Strange Mandatory profile behavior

P

Pat Wisch

Hello,

I work in a university computer lab, One of the ways we locked down
public workstations in Windows 2000 was through the use of mandatory
profiles.

I am preparing to roll out new Windows XP SP1 desktops in the lab and
I wanted to continue using mandatory profiles. However, I've noticed
a difference in behavior with the mandatory profiles in Windows XP.

Basically the steps I go through are as follows:

1. Set up the user profile the way I want it to look.
2. Logged in as administrator, in the user profile, rename ntuser.dat
to ntuser.man
3. Copy the profile to a server share using copy profiles in the user
profiles section of System Properties.
4. Set the profile path in the user's account settings on the W2K
domain controller.

When the user logs in, they get the mandatory profile. Any changes
the user makes are not saved when the user logs off. Works like
advertised.

The strange thing I've noticed, is that after a reboot, the user's
profile folder on the local system is gone. This did not happen wirh
W2K. Of course, if I log in as the user, the profile gets downloaded
from the server.

Why this change in behavior? I am concerned that if one of the
desktops had a flaky network connection, there would be no locally
cached profile, thus the user would get the default profile, which may
not be the way I would like it. I could copy the user's profile to
the default profile, but then there is one more thing to remember.

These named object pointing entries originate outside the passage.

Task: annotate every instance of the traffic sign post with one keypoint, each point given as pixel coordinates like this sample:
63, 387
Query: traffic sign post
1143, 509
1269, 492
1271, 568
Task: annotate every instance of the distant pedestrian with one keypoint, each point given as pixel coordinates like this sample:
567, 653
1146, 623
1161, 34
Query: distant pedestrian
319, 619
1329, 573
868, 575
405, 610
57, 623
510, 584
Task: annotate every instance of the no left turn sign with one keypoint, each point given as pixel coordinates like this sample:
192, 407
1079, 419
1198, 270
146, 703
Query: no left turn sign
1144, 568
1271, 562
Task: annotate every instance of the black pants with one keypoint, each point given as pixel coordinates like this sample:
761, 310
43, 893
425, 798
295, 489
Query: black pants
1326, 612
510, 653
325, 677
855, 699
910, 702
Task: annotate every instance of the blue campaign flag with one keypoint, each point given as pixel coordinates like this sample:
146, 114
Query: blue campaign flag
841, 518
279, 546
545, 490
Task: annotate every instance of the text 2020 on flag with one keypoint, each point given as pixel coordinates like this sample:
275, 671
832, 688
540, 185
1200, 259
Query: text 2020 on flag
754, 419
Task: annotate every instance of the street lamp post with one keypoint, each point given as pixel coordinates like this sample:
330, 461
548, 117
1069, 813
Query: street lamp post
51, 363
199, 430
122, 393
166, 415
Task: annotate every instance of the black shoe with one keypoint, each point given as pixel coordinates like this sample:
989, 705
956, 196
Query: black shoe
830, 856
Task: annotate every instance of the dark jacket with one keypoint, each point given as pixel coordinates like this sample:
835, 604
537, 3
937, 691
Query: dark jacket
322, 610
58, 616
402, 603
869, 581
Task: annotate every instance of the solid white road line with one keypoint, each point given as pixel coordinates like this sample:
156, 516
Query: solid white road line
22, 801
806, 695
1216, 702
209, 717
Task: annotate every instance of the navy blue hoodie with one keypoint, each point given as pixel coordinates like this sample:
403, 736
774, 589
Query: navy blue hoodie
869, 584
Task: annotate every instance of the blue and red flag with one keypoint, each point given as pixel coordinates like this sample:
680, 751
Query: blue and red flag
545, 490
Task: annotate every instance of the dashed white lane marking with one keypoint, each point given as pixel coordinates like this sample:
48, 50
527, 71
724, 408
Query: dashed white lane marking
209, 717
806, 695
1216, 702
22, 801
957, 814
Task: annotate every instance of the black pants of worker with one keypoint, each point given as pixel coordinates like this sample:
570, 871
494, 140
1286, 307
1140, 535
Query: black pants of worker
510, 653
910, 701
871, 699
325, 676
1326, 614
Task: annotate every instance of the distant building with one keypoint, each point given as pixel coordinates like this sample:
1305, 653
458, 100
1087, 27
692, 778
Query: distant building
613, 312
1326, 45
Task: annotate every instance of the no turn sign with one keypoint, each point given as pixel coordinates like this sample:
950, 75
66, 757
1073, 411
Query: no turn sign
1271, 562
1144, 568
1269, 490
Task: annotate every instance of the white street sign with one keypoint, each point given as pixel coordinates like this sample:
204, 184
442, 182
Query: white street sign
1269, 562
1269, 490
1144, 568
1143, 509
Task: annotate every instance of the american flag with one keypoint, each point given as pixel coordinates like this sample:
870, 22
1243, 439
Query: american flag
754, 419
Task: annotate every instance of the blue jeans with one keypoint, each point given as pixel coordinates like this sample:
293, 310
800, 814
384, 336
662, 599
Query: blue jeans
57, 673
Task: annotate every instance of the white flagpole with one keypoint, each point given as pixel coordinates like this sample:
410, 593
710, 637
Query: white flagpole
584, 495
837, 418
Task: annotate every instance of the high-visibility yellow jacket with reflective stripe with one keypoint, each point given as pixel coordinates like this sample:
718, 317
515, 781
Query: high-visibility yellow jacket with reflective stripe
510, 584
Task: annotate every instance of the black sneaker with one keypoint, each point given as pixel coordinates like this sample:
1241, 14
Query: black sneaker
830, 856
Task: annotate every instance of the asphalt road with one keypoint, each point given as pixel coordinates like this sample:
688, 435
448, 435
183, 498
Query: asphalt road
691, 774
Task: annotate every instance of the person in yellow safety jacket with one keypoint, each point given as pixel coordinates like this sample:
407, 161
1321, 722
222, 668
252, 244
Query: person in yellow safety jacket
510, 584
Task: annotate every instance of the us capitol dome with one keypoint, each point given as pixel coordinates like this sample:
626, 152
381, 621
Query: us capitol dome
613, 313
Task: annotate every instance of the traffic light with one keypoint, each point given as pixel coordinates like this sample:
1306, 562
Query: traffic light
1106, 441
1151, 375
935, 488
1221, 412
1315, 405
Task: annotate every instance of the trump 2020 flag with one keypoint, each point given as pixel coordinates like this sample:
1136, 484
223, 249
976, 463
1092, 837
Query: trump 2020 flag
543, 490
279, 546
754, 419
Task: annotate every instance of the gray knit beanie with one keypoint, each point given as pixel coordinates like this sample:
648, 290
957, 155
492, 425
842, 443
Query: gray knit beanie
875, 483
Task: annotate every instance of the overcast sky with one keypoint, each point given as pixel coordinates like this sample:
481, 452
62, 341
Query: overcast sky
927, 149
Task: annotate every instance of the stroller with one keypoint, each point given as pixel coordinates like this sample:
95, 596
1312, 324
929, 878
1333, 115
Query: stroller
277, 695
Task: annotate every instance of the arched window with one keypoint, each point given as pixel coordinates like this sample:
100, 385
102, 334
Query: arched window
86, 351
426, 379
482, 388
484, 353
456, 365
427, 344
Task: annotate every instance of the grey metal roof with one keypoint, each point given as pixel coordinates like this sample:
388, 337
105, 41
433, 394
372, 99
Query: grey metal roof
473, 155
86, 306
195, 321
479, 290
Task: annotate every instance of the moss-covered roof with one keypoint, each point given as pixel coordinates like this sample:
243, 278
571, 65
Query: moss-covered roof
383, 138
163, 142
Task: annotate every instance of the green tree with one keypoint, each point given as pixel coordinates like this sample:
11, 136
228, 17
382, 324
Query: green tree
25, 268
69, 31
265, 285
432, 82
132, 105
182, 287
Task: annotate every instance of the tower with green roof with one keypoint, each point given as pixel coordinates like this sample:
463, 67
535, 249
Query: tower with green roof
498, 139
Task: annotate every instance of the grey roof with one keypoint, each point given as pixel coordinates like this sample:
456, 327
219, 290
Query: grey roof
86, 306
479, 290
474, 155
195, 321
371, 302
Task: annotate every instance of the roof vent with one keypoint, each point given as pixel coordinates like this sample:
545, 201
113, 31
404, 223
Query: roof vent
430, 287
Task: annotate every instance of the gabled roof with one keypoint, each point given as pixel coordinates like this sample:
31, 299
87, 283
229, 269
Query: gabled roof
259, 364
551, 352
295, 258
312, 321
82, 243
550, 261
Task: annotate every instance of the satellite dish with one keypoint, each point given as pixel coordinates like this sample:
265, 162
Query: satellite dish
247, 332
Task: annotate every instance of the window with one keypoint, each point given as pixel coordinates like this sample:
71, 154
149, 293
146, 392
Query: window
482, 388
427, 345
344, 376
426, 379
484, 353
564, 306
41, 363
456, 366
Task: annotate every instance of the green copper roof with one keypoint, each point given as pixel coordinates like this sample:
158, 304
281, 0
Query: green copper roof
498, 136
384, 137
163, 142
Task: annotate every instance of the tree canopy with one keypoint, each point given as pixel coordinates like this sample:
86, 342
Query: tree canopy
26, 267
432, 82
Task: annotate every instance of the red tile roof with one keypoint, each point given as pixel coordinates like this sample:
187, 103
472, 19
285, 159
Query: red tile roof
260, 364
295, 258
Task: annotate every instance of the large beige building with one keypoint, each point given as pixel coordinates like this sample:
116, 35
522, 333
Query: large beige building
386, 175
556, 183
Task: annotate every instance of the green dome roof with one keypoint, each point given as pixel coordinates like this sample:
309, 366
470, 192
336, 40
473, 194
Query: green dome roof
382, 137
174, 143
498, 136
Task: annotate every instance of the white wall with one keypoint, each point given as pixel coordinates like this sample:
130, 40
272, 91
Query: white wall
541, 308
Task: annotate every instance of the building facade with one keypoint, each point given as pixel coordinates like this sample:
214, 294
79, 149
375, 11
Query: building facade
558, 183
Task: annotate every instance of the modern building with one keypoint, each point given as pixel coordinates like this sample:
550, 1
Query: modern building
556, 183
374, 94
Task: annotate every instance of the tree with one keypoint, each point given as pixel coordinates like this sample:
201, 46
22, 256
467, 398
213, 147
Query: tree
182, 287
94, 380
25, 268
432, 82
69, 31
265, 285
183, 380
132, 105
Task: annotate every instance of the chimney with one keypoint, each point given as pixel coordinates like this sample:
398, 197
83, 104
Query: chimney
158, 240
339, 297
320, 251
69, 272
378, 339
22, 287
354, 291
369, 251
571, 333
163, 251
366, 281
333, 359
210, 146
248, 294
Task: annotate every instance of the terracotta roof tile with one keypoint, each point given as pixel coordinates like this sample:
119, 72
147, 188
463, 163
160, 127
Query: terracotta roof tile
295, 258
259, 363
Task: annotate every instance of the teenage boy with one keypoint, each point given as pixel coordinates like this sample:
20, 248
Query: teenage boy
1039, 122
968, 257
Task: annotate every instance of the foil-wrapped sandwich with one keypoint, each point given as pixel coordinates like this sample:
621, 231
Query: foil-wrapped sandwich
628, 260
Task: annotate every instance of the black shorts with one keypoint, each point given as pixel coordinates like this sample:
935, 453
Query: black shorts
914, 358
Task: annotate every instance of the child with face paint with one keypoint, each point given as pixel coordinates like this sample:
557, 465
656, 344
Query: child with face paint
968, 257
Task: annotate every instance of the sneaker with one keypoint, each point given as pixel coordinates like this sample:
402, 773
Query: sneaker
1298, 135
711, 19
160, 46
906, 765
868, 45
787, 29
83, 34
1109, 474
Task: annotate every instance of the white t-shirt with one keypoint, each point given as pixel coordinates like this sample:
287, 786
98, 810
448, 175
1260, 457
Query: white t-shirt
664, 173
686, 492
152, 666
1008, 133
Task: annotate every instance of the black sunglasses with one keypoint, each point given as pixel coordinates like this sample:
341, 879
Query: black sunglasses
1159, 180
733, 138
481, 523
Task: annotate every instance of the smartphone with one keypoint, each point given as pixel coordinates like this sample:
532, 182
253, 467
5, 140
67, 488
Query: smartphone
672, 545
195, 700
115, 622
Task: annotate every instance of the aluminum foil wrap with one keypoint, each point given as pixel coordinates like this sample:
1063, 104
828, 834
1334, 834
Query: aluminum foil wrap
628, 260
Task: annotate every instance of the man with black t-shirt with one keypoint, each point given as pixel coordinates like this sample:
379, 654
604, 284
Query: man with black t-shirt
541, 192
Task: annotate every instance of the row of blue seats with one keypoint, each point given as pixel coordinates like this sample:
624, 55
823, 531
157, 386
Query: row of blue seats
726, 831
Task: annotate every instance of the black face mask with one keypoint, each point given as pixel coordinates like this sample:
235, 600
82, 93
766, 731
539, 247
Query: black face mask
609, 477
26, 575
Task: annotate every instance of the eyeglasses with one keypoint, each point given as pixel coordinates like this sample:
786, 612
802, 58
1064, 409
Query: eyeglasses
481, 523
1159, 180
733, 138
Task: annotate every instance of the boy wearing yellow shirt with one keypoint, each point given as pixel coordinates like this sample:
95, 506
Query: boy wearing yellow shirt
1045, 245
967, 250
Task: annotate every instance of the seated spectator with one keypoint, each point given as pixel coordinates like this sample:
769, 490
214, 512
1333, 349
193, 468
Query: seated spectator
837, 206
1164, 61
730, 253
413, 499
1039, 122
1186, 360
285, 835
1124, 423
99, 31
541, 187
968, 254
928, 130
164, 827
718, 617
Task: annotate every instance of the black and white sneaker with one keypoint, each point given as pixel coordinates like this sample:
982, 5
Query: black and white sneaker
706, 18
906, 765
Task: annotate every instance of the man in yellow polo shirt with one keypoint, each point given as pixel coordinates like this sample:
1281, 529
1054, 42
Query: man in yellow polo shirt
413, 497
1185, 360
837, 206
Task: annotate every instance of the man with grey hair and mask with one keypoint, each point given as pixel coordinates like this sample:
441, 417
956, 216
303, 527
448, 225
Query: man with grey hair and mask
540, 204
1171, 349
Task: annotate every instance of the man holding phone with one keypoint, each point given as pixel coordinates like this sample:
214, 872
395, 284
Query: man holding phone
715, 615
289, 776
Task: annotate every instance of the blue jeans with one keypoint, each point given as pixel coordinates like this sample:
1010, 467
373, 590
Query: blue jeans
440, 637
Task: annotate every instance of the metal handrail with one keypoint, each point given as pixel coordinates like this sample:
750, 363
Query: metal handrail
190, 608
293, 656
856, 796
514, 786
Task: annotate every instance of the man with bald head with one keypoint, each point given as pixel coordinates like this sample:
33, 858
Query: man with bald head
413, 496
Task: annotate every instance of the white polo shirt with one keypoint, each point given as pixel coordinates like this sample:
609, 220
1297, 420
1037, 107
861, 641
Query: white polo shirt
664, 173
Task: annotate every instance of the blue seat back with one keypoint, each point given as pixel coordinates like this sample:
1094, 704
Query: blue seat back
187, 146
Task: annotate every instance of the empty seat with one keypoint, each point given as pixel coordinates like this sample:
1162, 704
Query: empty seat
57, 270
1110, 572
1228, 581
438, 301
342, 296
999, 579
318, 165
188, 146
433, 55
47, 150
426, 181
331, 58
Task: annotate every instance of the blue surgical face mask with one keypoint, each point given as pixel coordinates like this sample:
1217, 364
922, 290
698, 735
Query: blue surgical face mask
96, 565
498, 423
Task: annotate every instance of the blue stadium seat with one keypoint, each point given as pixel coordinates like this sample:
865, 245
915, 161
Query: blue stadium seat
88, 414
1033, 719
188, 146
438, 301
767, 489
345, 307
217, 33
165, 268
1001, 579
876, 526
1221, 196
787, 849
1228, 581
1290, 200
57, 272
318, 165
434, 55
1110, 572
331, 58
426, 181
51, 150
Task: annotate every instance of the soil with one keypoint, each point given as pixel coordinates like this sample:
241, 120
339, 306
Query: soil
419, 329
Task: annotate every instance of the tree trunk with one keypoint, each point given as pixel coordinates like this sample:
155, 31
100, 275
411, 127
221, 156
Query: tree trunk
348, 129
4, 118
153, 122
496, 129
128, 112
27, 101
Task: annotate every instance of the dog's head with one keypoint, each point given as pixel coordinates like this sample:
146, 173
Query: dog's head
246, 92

Any light you could shed on this would be appreciated
 
T

techguru100

Not sure exactly what it is, but it may be to free up disk
space, because the profiles are the same for both the
cached (local) and server (central). I noticed the same
behavior with Windows 2000 Service Pack 4.
 
P

Pat Wisch

That's interesting.....I haven't seen it on any of my Windows 2000 SP4
boxes..... the local mandatory profile stays put.